Killing the Social Security Death Index?

If enacted as proposed, a provision in the federal 2014 Budget would eliminate most public access to the Death Master File, also known as the Social Security Death Index (SSDI). The United States Department of the Treasury is recommending a significant change to the SSDI that would “restrict immediate access to the DMF to those users who legitimately need the information for fraud prevention purposes and to delay the release of the DMF for three years to all other users.”

The full but short Treasury proposal (page 203):

RESTRICT ACCESS TO THE DEATH MASTER FILE (DMF)

Current Law

The DMF is a list of deceased individuals maintained by the Social Security Administration (SSA) that is updated weekly. SSA created the DMF in response to a 1980 consent judgment that requires SSA to provide certain personally identifiable information about deceased individuals under the Freedom of Information Act. The DMF contains the full name, Social Security number (SSN), date of birth, date of death, and the county, state, and zip code of the last address on record for decedents. This information is publicly available and, pursuant to the consent judgment, released weekly by SSA, and many websites publish the information included on the DMF free or for a nominal fee.

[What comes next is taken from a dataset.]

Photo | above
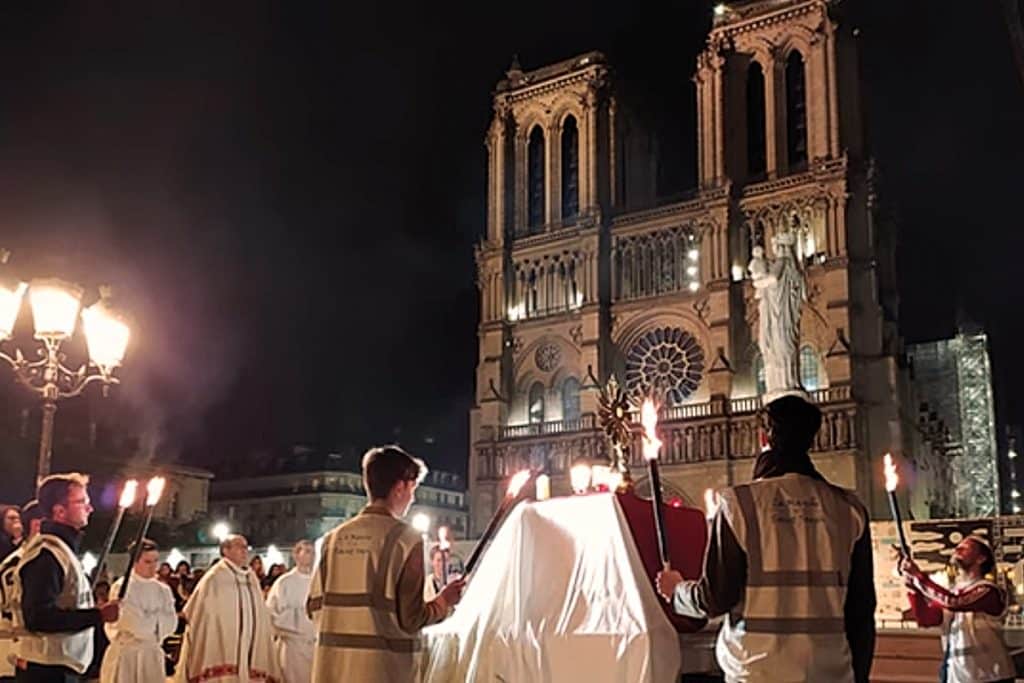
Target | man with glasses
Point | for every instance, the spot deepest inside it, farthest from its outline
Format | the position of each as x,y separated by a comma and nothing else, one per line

Some DMF users need immediate access to the DMF for fraud prevention purposes, such as pension administrators who use DMF data to terminate payments. Others use the information for purposes that are not time -sensitive, such as genealogy research. A third group, however, uses the DMF for illegitimate purposes, including identity thieves who use the DMF to steal the names and SSNs of recent decedents, which information identity thieves then use to file fraudulent tax returns.

Reasons for Change

Refund-fraud related identity theft has grown exponentially in recent years. Fraudulent tax returns using a decedent’s identifying information are difficult to detect before improper refunds are paid, because the Internal Revenue Service may not discover that identity theft has occurred until a surviving family member files an income tax return claiming the decedent as a dependent or files the decedent’s final income tax return.

Restricting immediate access to those users with a legitimate fraud prevention purpose while delaying the release for other users protects the privacy interests of decedents, reduces opportunities for identity theft, and restricts information sources used to file fraudulent tax returns while still making the information on the DMF available to users who have a legitimate need for the information.

Proposal

The proposal would restrict immediate access to the DMF to those users who legitimately need the information for fraud prevention purposes and to delay the release of the DMF for three years to all other users.

The proposal would be effective upon enactment.